'Very little,' said Betty.

'It's such a bore,' Tommy explained. (They had not accepted the fact that their attitude towards the Venables could stand by itself, unexplained by one to the other. Unnecessarily, absurdly, each for the other's education piled bricks on the wall, with 'I'm busy,' or 'I'm bored.')

Tommy jingled the coins in his pockets, and whistled sombrely through his teeth.

'Venables been?' he said presently.

Betty's nod merely admitted the fact, without supplement or amplification. Nor did she state the exact number of times that Venables had 'been' during the past few days.

It seemed that they had now all been—all except Prudence Varley. The inadequacy of the wall was manifest; it kept out nothing.

Tommy, catching as he looked up a certain pinched look about Betty's lips, a strain of brows and forehead, a heaviness of lids, speculated again as to the extent of her realization of the things which a girl could not do; speculated also as to what, in the circumstances, would be one's attitude towards Warren Venables. He deduced resentment, and a desire for subsequent aloofness—a desire which might, perhaps, find itself at combat with other things.... Such a combat would hardly be pleasant; it would not conduce to restful nights. Betty did not look as if her nights were restful.

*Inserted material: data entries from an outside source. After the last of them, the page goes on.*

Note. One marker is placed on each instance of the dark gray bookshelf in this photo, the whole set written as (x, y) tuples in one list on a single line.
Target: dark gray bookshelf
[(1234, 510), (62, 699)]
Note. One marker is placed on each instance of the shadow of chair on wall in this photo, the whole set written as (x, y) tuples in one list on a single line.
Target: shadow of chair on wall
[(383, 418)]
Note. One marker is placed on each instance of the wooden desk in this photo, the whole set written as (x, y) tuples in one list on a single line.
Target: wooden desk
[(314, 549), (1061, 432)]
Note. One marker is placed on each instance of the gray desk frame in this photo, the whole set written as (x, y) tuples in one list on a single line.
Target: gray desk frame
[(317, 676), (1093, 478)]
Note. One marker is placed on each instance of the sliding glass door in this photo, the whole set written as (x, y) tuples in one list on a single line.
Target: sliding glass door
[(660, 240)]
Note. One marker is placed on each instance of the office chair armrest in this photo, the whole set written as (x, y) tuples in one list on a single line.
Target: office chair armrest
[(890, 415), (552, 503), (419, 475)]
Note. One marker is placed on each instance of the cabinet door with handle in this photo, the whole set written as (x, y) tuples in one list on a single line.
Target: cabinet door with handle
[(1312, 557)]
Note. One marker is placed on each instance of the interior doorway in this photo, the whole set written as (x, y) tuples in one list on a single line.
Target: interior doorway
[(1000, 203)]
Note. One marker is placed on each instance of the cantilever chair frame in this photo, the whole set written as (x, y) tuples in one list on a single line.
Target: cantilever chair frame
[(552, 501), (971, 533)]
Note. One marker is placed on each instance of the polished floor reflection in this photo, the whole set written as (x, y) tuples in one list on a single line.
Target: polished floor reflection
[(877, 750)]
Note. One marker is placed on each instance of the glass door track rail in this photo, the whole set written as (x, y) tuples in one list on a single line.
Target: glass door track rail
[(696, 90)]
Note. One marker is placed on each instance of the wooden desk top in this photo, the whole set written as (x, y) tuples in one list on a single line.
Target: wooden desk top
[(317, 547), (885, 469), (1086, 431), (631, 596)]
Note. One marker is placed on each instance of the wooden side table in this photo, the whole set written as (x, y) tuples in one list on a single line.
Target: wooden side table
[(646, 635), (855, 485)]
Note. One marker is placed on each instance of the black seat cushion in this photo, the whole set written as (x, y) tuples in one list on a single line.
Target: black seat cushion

So much, in a moment snatched from egoism, the boy saw of the girl—saw uncertainly, with doubting divination, then returned upon himself, and, to flee from that, said:

'Come out. We'll get hold of somebody and come up to Vomero. I want a lark.'

The girl saw on the whole, perhaps, more of the boy. She saw, with tired compassion, a good deal of him. She saw how he shunned things (the facing of them had been forced on her, but not on him), yet how he too would probably face them eventually. When he had faced them, they would stand at the same point again; now she stood a little ahead. For she had faced things; there had been no shunning allowed to her. She faced them every day; she wondered in how many days she would be allowed to step on and turn her back upon them. If it was to be very many, what Mrs. Venables called the 'strain' might become rather oppressive.